Gabriel García Márquez

Oso pen­sare che sia stata que­sta realtà fuori dal comune, e non sol­tanto la sua espres­sione let­te­ra­ria, a meri­tare quest’anno l’attenzione dell’Accademia sve­dese delle Let­tere. Una realtà che non è quella di carta, ma vive con noi e deter­mina ogni istante delle nostre innu­me­re­voli morti quo­ti­diane, ali­men­tando una sor­gente crea­tiva insa­zia­bile, piena di sven­tura e di bel­lezza. Della quale que­sto colom­biano errante e nostal­gico non è nulla di più che un numero mag­gior­mente segna­lato dalla sorte. Poeti e men­di­canti, guer­rieri e malan­drini, tutte noi crea­ture di quella realtà ecces­siva abbiamo dovuto chie­dere molto poco all’immaginazione, per­ché la sfida mag­giore per noi è stata l’insufficienza delle risorse con­ven­zio­nali per ren­dere cre­di­bile la nostra vita. È que­sto, amici, il nodo della nostra solitudine. (…)

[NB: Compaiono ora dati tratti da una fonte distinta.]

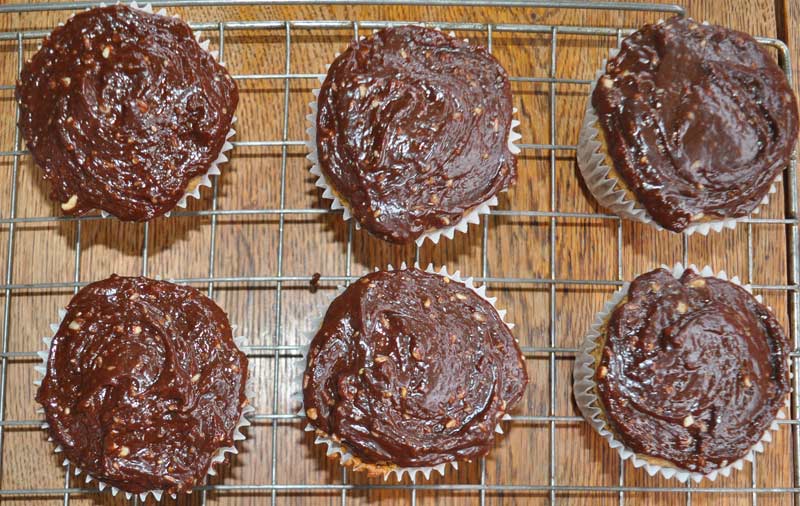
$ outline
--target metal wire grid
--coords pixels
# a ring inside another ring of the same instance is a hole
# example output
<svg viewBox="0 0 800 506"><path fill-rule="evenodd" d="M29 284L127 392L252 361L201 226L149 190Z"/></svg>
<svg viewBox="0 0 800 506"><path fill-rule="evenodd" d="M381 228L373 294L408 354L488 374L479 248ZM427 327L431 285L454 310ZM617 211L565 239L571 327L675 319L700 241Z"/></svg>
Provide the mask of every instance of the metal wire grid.
<svg viewBox="0 0 800 506"><path fill-rule="evenodd" d="M227 2L219 2L213 0L171 0L153 2L154 6L186 6L186 5L256 5L268 3L267 0L228 0ZM276 2L272 2L276 3ZM283 4L302 4L305 2L295 0L280 0L277 3ZM323 3L338 4L347 3L343 0L327 0ZM372 4L417 4L417 5L495 5L495 6L521 6L521 7L569 7L569 8L583 8L583 9L617 9L617 10L635 10L647 11L653 13L674 13L683 14L683 9L676 6L665 5L646 5L646 4L619 4L612 2L544 2L538 0L509 0L500 2L486 2L480 0L428 0L428 1L398 1L398 0L378 0L373 2L360 2ZM91 2L77 2L77 3L64 3L64 4L33 4L33 5L0 5L0 13L10 12L26 12L33 10L65 10L65 9L82 9L95 5ZM224 494L226 492L248 492L260 493L269 495L271 503L275 504L278 492L281 491L340 491L341 504L347 503L347 492L355 489L362 488L388 488L396 489L398 491L406 491L409 493L411 504L416 504L417 490L451 490L451 491L474 491L479 494L480 504L483 505L486 501L487 493L505 492L513 494L514 492L542 492L547 493L552 504L556 503L558 493L566 492L607 492L615 493L618 496L620 506L625 503L626 492L669 492L685 494L686 504L690 505L692 502L692 487L691 484L687 486L670 486L670 487L632 487L625 485L624 465L620 465L619 470L619 484L617 486L580 486L580 485L559 485L556 482L555 471L555 454L556 454L556 437L555 427L559 422L580 422L582 419L577 416L559 416L556 415L556 356L573 356L577 352L576 348L560 347L556 343L555 333L555 317L556 317L556 303L555 294L556 286L610 286L616 287L622 285L623 279L623 261L622 261L622 221L615 215L611 214L594 214L594 213L577 213L577 212L562 212L556 206L556 152L574 152L574 145L557 144L556 140L556 127L557 127L557 114L556 114L556 89L559 84L580 84L588 86L589 80L583 79L570 79L559 78L556 74L556 56L558 48L558 35L580 35L580 36L603 36L603 37L616 37L617 44L621 41L624 35L627 35L632 30L624 28L600 28L600 27L587 27L587 26L550 26L550 25L531 25L531 24L480 24L480 23L436 23L430 22L427 24L435 25L448 30L462 30L483 33L486 35L488 41L488 49L492 50L493 35L498 32L510 33L526 33L526 34L549 34L550 36L550 68L547 76L512 76L511 80L524 83L545 83L548 86L548 100L549 100L549 127L550 127L550 140L546 144L520 144L523 150L528 151L542 151L549 152L550 158L550 210L549 211L534 211L534 210L493 210L491 214L497 216L512 216L512 217L531 217L531 218L546 218L549 220L549 242L550 242L550 265L549 276L545 278L520 278L520 277L492 277L488 275L488 230L489 219L484 219L482 223L482 267L481 275L477 276L476 281L494 284L518 284L523 286L547 286L550 294L550 334L549 343L546 347L523 347L523 353L526 357L542 356L545 355L549 359L549 411L546 416L515 416L512 417L512 423L527 422L527 423L546 423L549 425L549 460L548 460L548 475L549 480L547 484L531 484L531 485L511 485L511 484L488 484L486 483L486 462L480 462L480 482L475 484L374 484L374 485L354 485L348 483L348 471L342 469L343 481L341 484L328 484L328 485L311 485L305 483L283 484L277 482L277 424L279 421L299 419L298 415L293 413L280 413L278 409L278 393L279 389L287 385L287 379L281 381L279 363L280 359L293 360L298 358L299 347L292 345L284 345L282 329L281 329L281 290L285 284L305 284L311 279L311 276L285 276L283 274L283 250L284 250L284 221L288 215L321 215L336 213L328 209L291 209L286 208L286 173L287 173L287 149L290 146L302 146L304 140L302 139L289 139L289 95L290 83L293 80L315 80L319 76L317 74L298 74L292 73L291 70L291 40L292 30L347 30L351 31L352 35L358 38L363 30L379 29L391 24L391 22L358 22L358 21L303 21L303 20L286 20L286 21L230 21L230 22L212 22L212 23L194 23L192 27L195 30L203 31L206 35L215 33L219 45L220 59L224 60L225 54L225 34L229 31L236 30L260 30L268 33L282 33L285 39L285 68L283 73L279 74L236 74L236 69L231 69L234 78L237 80L273 80L283 81L283 117L282 117L282 136L279 140L239 140L234 141L233 144L237 148L246 147L280 147L281 149L281 164L280 164L280 203L279 208L272 209L234 209L234 210L220 210L218 209L218 185L213 185L213 197L211 200L211 209L199 211L179 211L173 213L173 216L208 216L210 218L210 245L208 250L208 276L207 277L194 277L176 279L177 282L190 283L193 285L203 285L207 287L209 296L213 296L215 287L224 284L244 284L244 285L264 285L274 284L276 290L276 304L275 304L275 333L273 336L273 344L271 345L253 345L249 346L247 355L251 358L272 357L274 360L273 369L273 403L271 412L259 412L252 415L250 418L253 421L268 422L272 428L272 465L269 477L269 483L259 483L252 485L205 485L198 487L200 495L200 503L205 505L207 501L207 494L213 491L217 494ZM18 31L0 33L0 41L16 42L17 48L17 71L22 67L23 61L23 41L29 39L39 39L46 35L44 31ZM777 39L760 38L759 41L767 46L777 50L779 60L782 68L786 72L787 77L791 81L791 64L790 55L787 46ZM13 90L13 84L0 85L0 90ZM15 120L19 118L19 109L15 113ZM525 136L525 132L523 137ZM22 428L26 430L39 430L42 423L41 420L6 420L5 419L5 405L6 405L6 386L9 362L13 360L30 360L37 357L35 351L25 352L11 352L8 351L9 342L9 318L10 318L10 299L14 291L20 290L52 290L58 288L71 288L74 292L86 284L82 282L80 276L81 265L81 224L83 221L103 219L99 216L87 217L63 217L63 216L37 216L37 217L17 217L17 176L19 173L20 158L27 156L28 152L22 149L19 129L14 133L14 149L11 151L0 151L0 157L12 158L11 177L12 185L9 192L9 217L0 218L0 224L7 225L8 227L8 241L6 244L7 261L6 261L6 276L3 284L0 284L0 290L5 293L5 312L3 315L2 327L2 351L0 351L0 470L3 464L3 436L6 428ZM790 335L794 344L794 351L791 354L792 365L795 371L794 374L794 391L791 398L791 418L784 420L781 423L788 424L792 429L792 449L793 449L793 481L792 487L783 488L763 488L758 487L756 482L756 464L754 463L751 468L751 486L749 488L731 488L731 487L712 487L703 488L703 493L748 493L752 497L752 504L756 505L758 496L760 494L785 494L787 498L791 495L800 496L800 434L798 428L800 426L800 402L798 398L798 390L800 390L800 336L798 330L800 325L798 323L798 316L800 316L800 261L798 258L798 250L800 243L798 243L798 203L797 203L797 161L793 157L790 166L786 169L784 177L785 186L785 200L786 200L786 216L785 218L771 219L771 218L748 218L745 221L747 227L747 274L748 279L752 279L753 273L753 234L752 227L754 224L780 224L784 225L787 235L788 246L788 265L787 277L788 284L785 285L769 285L769 284L755 284L754 288L762 291L778 291L784 292L787 297L789 317L790 317ZM216 181L215 181L216 183ZM216 255L216 228L217 218L219 216L249 216L249 215L277 215L279 220L278 225L278 245L277 245L277 268L274 275L271 276L216 276L215 275L215 255ZM558 219L601 219L612 220L617 223L617 242L618 242L618 255L617 255L617 278L605 280L593 279L566 279L556 276L556 223ZM14 283L12 279L12 267L14 265L14 232L17 224L20 223L52 223L61 221L74 221L76 227L76 238L74 243L75 248L75 275L72 281L53 281L45 283L32 283L20 284ZM149 225L145 223L144 240L141 247L141 273L142 275L148 274L148 245L149 245ZM351 272L351 260L353 249L353 222L350 221L348 234L347 234L347 249L346 249L346 271L345 276L322 276L321 281L347 283L355 279ZM472 231L471 233L475 233ZM682 257L684 263L687 263L687 240L683 237L682 242ZM416 249L414 261L419 259L419 248ZM409 259L412 260L412 259ZM313 270L313 268L312 268ZM251 435L251 437L253 437ZM3 497L60 497L63 504L70 503L70 497L74 494L87 494L97 492L92 488L74 488L70 486L70 471L67 468L67 473L64 479L64 487L59 489L0 489L0 500ZM138 504L138 499L132 500L134 504Z"/></svg>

L’America Latina non vuole essere una pedina senza libero arbi­trio, e non c’è ragione per­ché lo sia. E non ha nulla di chi­me­rico il fatto che i suoi pro­po­siti  d’indipendenza e ori­gi­na­lità diven­tino un’aspirazione dell’Occidente. Ciò nono­stante, i pro­gressi della navi­ga­zione che hanno tanto ridotto le distanze fra le nostre Ame­ri­che e l’Europa sem­brano invece averne aumen­tato la distanza cul­tu­rale. Per­ché l’originalità che ci viene rico­no­sciuta senza riserve nella let­te­ra­tura ci viene negata con ogni tipo di sospetti nei nostri dif­fi­ci­lis­simi ten­ta­tivi di cam­bia­mento sociale? Per­ché pen­sare che la giu­sti­zia sociale che gli euro­pei d’avanguardia ten­tano di imporre nei pro­prio paesi non possa essere anche un obiet­tivo lati­noa­me­ri­cano con metodi diversi in con­di­zioni dif­fe­renti? No: la vio­lenza e il dolore smi­su­rati della nostra sto­ria sono il risul­tato di ingiu­sti­zie sco­lari e ama­rezze ine­nar­ra­bili, e non una con­giura ordita a tre­mila leghe da casa nostra. Tut­ta­via, molti diri­genti e pen­sa­tori euro­pei lo hanno cre­duto, con l’infantilismo dei nonni che hanno dimen­ti­cato le pro­fi­cue fol­lie della loro gio­vi­nezza, come se non fosse pos­si­bile altro destino se non quello di vivere alla mercé dei due grandi padroni del mondo. È que­sta, amici, la dimen­sione della nostra soli­tu­dine. E tut­ta­via, di fronte all’oppressione, al sac­cheg­gio e all’abbandono, la nostra rispo­sta è la vita. Né i diluvi né le pesti­lenze, né le care­stie né i cata­cli­smi, e nem­meno le guerre eterne attra­verso i secoli dei secoli sono riu­sciti a ridurre il tenace van­tag­gio della vita sulla morte. (…)

In un giorno come quello di oggi il mio mae­stro Wil­liam Faul­k­ner disse in que­sta sala: «Mi rifiuto di ammet­tere la fine dell’uomo». Non mi sen­ti­rei degno di occu­pare que­sto posto che fu suo se non fossi pie­na­mente con­sa­pe­vole che, per la prima volta dall’inizio dell’umanità, il colos­sale disa­stro che egli si rifiu­tava di ammet­tere tren­ta­due anni fa è ora sol­tanto una sem­plice pos­si­bi­lità scien­ti­fica. Di fronte a que­sta scon­vol­gente realtà che nel corso di tutto il tempo umano è dovuta sem­brare un’utopia, noi inven­tori di rac­conti, che cre­diamo a tutto, ci sen­tiamo in diritto di cre­dere che non sia troppo tardi per ini­ziare a creare l’utopia con­tra­ria. Una nuova e impe­tuosa uto­pia della vita, in cui nes­suno possa deci­dere per gli altri per­fino sul modo di morire, dove sia dav­vero reale l’amore e sia pos­si­bile la feli­cità, e dove le stirpi con­dan­nate a cent’anni di soli­tu­dine abbiano, final­mente e per sem­pre, una seconda oppor­tu­nità sulla Terra.